Have you ever spent a weekend in extreme humid heat trying to put a wood privacy fence up so you could separate your yard from the yard that has a pit bull? Well, we have – and when the fence was completed we stepped back and admired our work… until the next season.
Our fence posts have been invaded by carpenter bees and the image to the left shows their entrance and exit holes (usually perfectly round holes with sawdust near the base), along with what I suspect to be wood pecker holes (the really distorted holes closer to the top). As carpenter bees burrow through the wood they make multiple cavities (galleries) for which to lay their eggs.
May: Adults emerge from their nest to mate (shortly after, the male carpenter bee dies). female carpenter bees will either return to their nest to continue remodeling their home (in this case, my fence post) or create a NEW entrance hole for new galleries so they can lay ten or so eggs. She dies sometime [shortly] after all the housework and baby-making is completed.
June-July: The eggs hatch and the larvae feed on the food sources left in the galleries by the adult female carpenter bee. If timed right, this could be a great opportunity to use an insecticide dust puffed right into their newly constructed holes (the perfectly round ones – looking at the image on the left, that would be the hole near the middle of the post). Be careful though! The females, although docile, do have stingers and will attack is provoked.
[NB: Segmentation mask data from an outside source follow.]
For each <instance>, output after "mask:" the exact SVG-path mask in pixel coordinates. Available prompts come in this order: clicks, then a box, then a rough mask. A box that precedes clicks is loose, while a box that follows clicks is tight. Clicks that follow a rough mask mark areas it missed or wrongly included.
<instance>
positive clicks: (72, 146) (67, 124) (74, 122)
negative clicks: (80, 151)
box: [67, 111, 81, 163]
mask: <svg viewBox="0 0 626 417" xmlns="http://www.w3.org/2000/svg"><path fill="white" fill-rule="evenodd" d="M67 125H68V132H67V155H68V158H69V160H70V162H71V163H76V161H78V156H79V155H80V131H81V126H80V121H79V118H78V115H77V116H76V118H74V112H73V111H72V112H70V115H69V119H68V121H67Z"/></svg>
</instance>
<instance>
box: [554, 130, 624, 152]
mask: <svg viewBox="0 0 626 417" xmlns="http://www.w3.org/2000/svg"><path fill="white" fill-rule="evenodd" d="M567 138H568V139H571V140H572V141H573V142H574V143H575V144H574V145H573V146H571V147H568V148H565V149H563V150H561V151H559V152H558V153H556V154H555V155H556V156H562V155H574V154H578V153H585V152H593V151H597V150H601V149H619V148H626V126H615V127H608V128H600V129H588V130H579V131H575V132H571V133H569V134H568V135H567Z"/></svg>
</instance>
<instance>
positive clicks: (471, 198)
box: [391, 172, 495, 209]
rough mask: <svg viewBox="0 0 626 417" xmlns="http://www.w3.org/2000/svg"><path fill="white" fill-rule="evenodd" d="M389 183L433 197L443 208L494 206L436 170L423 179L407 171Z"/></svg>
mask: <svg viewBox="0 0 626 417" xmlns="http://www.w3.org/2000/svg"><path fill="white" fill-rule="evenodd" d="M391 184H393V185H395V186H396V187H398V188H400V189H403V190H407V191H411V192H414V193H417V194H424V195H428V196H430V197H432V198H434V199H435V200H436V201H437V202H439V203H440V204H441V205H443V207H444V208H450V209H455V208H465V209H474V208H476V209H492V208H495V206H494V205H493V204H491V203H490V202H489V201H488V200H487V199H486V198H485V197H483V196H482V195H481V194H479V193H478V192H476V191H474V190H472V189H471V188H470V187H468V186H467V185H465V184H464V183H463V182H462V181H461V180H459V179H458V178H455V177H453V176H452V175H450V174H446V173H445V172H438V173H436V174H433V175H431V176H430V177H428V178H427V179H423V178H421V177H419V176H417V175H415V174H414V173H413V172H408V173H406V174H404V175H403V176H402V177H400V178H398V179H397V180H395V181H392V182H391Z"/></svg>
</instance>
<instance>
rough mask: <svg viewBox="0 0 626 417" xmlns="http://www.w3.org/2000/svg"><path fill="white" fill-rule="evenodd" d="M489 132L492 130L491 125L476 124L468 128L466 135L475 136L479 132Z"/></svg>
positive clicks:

August: The larvae have matured and will leave their galleries to buzz around pollinating plants, collecting food to store and annoying homeowners while they are trying to enjoy their lawn.
Winter: The adults that emerged in August will seek shelter again in their previous holes. There, they will hangout until the next spring and the whole cycle starts all over again.
What to do if you have carpenter bees: First off, don’t panic. The females are relatively tame – large, but tame. They will USUALLY only sting if they feel threatened. Males do not have stingers – they too are big and scary, but can’t do any real harm.
Carpenter bees tend to prefer soft woods (though have been known to burrow through hard woods too) and unpainted surfaces. Stained surfaces do not seem to help deter them. If you have carpenter bees annually in one particular area, try painting it.
EARLY spring, I’m talking March here, is possibly the best time to try rid your structure of these pests. Keep in mind that they are still in their wood galleries during this time. You may try insecticide dust, filling the open cavity with sealant or using wood filler to close the entrance/exit holes – or a combination of these. Don’t forget to paint so they don’t come back.